Les principes de financement choisis par le gouvernement sont donc en partie inadaptés et les pistes écartées énoncées par le gouvernement sont à l'évidence une réalité.

 

"Deux possibilités ont été écartées par le Gouvernement :

- financer de nouvelles mesures en faveur des personnes âgées dépendantes et des personnes handicapées sans recettes nouvelles et donc en laissant se creuser le déficit et l’endettement public. Ce n’était pas une option responsable au moment où notre pays doit au contraire maîtriser ses dépenses publiques ;

- accroître les taxes et impôts pour faire face aux besoins nouveaux. Ce n’était pas une option équitable dans la mesure où le pouvoir d’achat des salariés s’en serait trouvé pénalisé."

(Toujours extraits du dossier d'information du secrétariat d'Etat aux personnes âgées)

 

Et puis, comment peut-on faire croire qu'en faisant travailler ses employés  1 minute et 50 secondes de plus par jour la SNCF  va obtenir des gains de productivité significatifs ?

 

A  partir de ces faits, j'aimerai, Monsieur le Président que le comité d'évaluation indique :

 

Par rapport aux recettes

  1. quel est le montant du prélèvement non compensé par une rentrée d'argent, (collectivités locales, administrations, SNCF…),
  2. quel est le montant financé par les entreprises (publics et privées) dont on est à peu près certain qu'il a généré un chiffre d'affaires supplémentaire,
  3. quel est le montant provenant du revenu du capital,
  4. Quel sera finalement le montant réellement issu de gains de productivité financière liée au travail supplémentaire?

 

 

Par rapport aux dépenses :

 

  1. Quels sont les coûts directs liés à la création de la caisse nationale de solidarité pour l’autonomie (CNSA), j'imagine que cette nouvelle institution dispose d'un budget de fonctionnement ?
  2. Quels sont les coûts indirects, par exemple ceux relatifs à la communication et à l'information des français? Et à votre mission ?

 

Que reste t-il réellement en faveurs de la perte d'autonomie et du handicap ?

 

Une analyse de la conséquence de cette suppression d'un jour férié mériterait aussi de s'interroger sur les recettes de TVA, y a-t-il  par exemple une réelle baisse de l'activité des services à la suite de la suppression du lundi de pentecôte?

 

Quant au fond, à l'évidence l'intention du gouvernement est louable mais la prise en charge de la perte d'autonomie et du handicap ne se fait  pas par le biais d'une journée de solidarité.

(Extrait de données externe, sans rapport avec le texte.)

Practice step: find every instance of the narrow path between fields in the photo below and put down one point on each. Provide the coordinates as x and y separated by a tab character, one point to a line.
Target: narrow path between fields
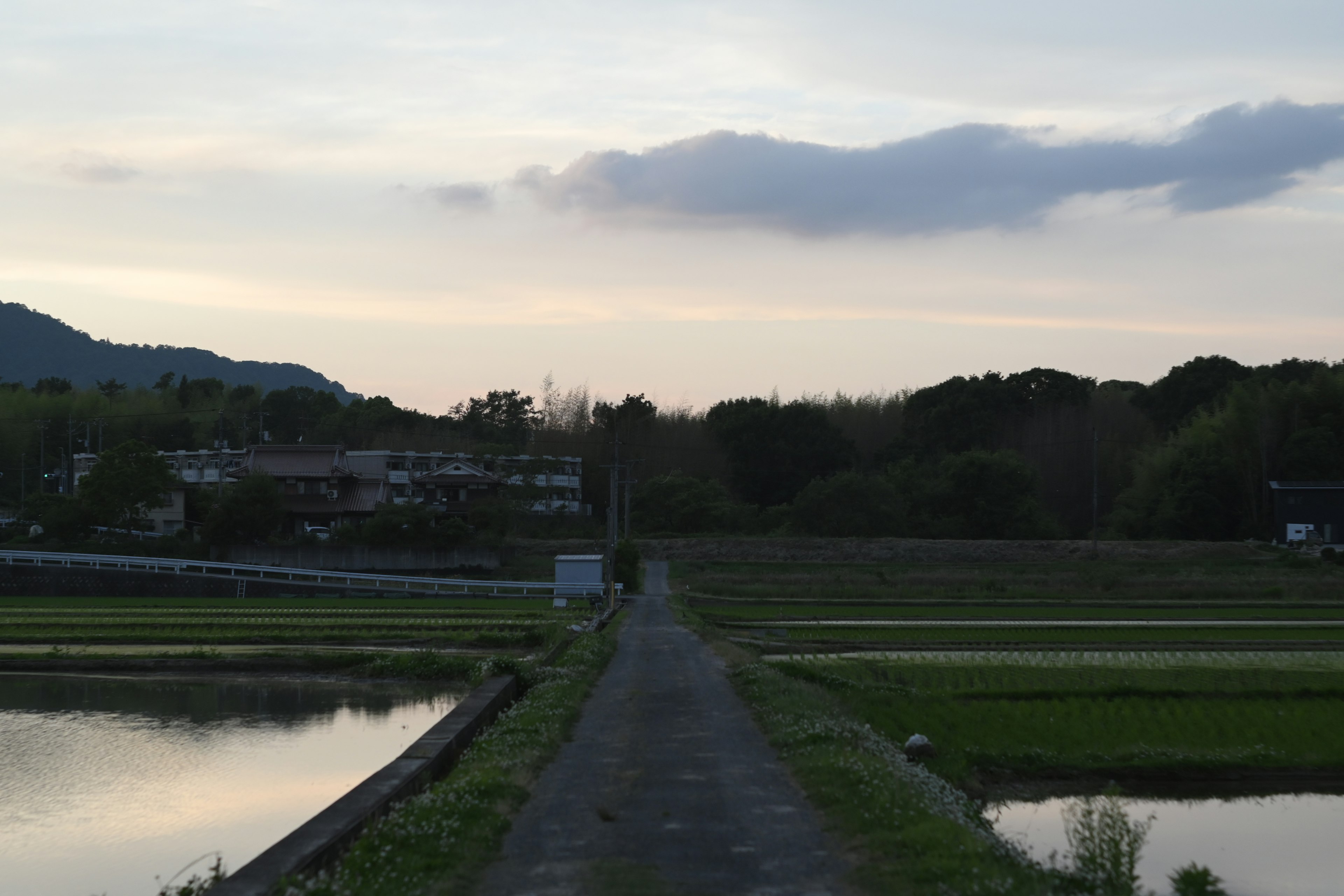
667	788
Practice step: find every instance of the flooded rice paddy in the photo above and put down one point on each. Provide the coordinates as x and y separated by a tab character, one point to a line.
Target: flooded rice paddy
1285	846
112	785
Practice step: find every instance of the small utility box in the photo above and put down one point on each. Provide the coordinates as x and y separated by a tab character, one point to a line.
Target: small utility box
1296	532
579	569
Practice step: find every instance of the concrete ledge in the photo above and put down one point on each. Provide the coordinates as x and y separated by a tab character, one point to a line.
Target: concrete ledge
322	840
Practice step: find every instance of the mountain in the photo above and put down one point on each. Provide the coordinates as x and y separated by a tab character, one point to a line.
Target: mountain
34	346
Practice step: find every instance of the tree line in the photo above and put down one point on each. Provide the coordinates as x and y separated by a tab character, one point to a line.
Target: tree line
987	456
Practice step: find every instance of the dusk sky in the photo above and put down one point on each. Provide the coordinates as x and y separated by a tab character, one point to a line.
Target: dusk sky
694	201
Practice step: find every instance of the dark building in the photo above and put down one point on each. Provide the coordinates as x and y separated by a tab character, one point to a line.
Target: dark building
1319	506
318	485
455	487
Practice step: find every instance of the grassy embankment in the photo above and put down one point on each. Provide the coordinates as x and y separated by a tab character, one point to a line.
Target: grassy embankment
1048	711
441	840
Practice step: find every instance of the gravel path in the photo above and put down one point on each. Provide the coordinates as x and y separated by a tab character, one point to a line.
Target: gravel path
667	786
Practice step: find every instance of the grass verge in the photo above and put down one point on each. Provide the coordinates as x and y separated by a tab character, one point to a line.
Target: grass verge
440	841
910	831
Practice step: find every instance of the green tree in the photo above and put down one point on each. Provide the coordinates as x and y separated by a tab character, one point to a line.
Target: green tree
1189	387
967	413
975	495
398	524
686	506
628	570
627	415
51	386
248	514
775	449
127	481
1197	880
850	504
506	417
111	387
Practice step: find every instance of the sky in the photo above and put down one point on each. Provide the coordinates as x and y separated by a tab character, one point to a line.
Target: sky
693	201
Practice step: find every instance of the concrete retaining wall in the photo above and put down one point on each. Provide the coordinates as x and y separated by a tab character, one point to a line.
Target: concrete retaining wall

C'est une action permanente et c'est sans aucun doute une des missions prioritaires de l'Etat. Son financement doit être assuré par les recettes fiscales et les prélèvements existants en réduisant d'autant les dépenses inutiles et les gaspillages.

 

Je suis persuadé que les gains de productivité sont énormes en agissant sur ces deux leviers et que le financement des besoins réels des français peut-être assuré sans difficulté par cette entreprise. 

Jacques Marseille écrit dans son livre "le grand gaspillage" : "Comment faire pour que le marché politique en France soit moins favorable à l'inflation de la dépense?"

 

Sans préjuger de ce que seront vos conclusions, je voudrais néanmoins attirer votre attention sur les propos de nos dirigeants. Pour beaucoup d'entre eux, cette journée de solidarité a eu le mérite d'être créée, par exemple,  soulignant "le courage politique" du gouvernement Raffarin, Jean-François Copé observe que cette journée était une "première". "Le principe est acquis. En ce qui concerne les modalités, cela passe par une évaluation", a-t-il dit.

C'est une erreur de croire cela, il ne s'agit pas de revoir les modalités d'un accroissement du temps de travail "solidairement exceptionnel" un jour par an, mais de financer des dépenses obligatoires de l'état sans accroître directement ou indirectement la pression fiscale, les prélèvements obligatoires ou les prix.

 

C'est certainement une démarche plus compliquée, plus en profondeur également mais c'est me semble t-il la seule qui s'inscrive dans la durée et qui reste acceptable.

 

En espérant que mes modestes réflexions retiendront l'attention de votre comité, je vous prie d'agréer, Monsieur le Président, l'expression de mes sentiments respectueux.

 

Jean-Pierre HERMAN, maire de Saint Jean de Niost : Ain

 

J'adresse copie de ce message aux parlementaires du département de l'Ain, au maire de Sceaux, et à JL Caffier journaliste à LCI.